Callbacks
This tutorial was generated using Literate.jl. Download the source as a .jl
file.
The purpose of the tutorial is to demonstrate the various solver-independent and solver-dependent callbacks that are supported by JuMP.
The tutorial uses the following packages:
using JuMP
import Gurobi
import Random
import Test
This tutorial uses the MathOptInterface API. By default, JuMP exports the MOI
symbol as an alias for the MathOptInterface.jl package. We recommend making this more explicit in your code by adding the following lines:
import MathOptInterface as MOI
Lazy constraints
An example using a lazy constraint callback.
function example_lazy_constraint()
model = Model(Gurobi.Optimizer)
set_silent(model)
@variable(model, 0 <= x <= 2.5, Int)
@variable(model, 0 <= y <= 2.5, Int)
@objective(model, Max, y)
lazy_called = false
function my_callback_function(cb_data)
lazy_called = true
x_val = callback_value(cb_data, x)
y_val = callback_value(cb_data, y)
println("Called from (x, y) = ($x_val, $y_val)")
status = callback_node_status(cb_data, model)
if status == MOI.CALLBACK_NODE_STATUS_FRACTIONAL
println(" - Solution is integer infeasible!")

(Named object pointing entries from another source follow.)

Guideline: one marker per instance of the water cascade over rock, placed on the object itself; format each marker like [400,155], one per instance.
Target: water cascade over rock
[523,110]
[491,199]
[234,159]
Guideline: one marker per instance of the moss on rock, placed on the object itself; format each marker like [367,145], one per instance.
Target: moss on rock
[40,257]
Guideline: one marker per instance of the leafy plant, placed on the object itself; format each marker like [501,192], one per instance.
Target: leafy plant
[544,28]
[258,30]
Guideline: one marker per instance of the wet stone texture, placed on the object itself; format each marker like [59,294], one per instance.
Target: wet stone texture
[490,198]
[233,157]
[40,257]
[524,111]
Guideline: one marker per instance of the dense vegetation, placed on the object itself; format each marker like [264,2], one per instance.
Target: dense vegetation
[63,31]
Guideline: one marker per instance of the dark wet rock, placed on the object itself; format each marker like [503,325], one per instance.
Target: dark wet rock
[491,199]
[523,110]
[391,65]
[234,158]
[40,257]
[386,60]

elseif status == MOI.CALLBACK_NODE_STATUS_INTEGER
println(" - Solution is integer feasible!")
else
@assert status == MOI.CALLBACK_NODE_STATUS_UNKNOWN
println(" - I don't know if the solution is integer feasible :(")
end
if y_val - x_val > 1 + 1e-6
con = @build_constraint(y - x <= 1)
println("Adding $(con)")
MOI.submit(model, MOI.LazyConstraint(cb_data), con)
elseif y_val + x_val > 3 + 1e-6
con = @build_constraint(y + x <= 3)
println("Adding $(con)")
MOI.submit(model, MOI.LazyConstraint(cb_data), con)
end
return
end
set_attribute(model, MOI.LazyConstraintCallback(), my_callback_function)
optimize!(model)
Test.@test is_solved_and_feasible(model)
Test.@test lazy_called
Test.@test value(x) == 1
Test.@test value(y) == 2
println("Optimal solution (x, y) = ($(value(x)), $(value(y)))")
return
end
example_lazy_constraint()
Set parameter WLSAccessID
Set parameter WLSSecret
Set parameter LicenseID to value 722777
Set parameter GURO_PAR_SPECIAL
WLS license 722777 - registered to JuMP Development
Called from (x, y) = (-0.0, 2.0)
- Solution is integer feasible!
Adding ScalarConstraint{AffExpr, MathOptInterface.LessThan{Float64}}(y - x, MathOptInterface.LessThan{Float64}(1.0))
Called from (x, y) = (2.0, 2.0)
- Solution is integer feasible!
Adding ScalarConstraint{AffExpr, MathOptInterface.LessThan{Float64}}(y + x, MathOptInterface.LessThan{Float64}(3.0))
Called from (x, y) = (2.0, 2.0)
- Solution is integer feasible!
Adding ScalarConstraint{AffExpr, MathOptInterface.LessThan{Float64}}(y + x, MathOptInterface.LessThan{Float64}(3.0))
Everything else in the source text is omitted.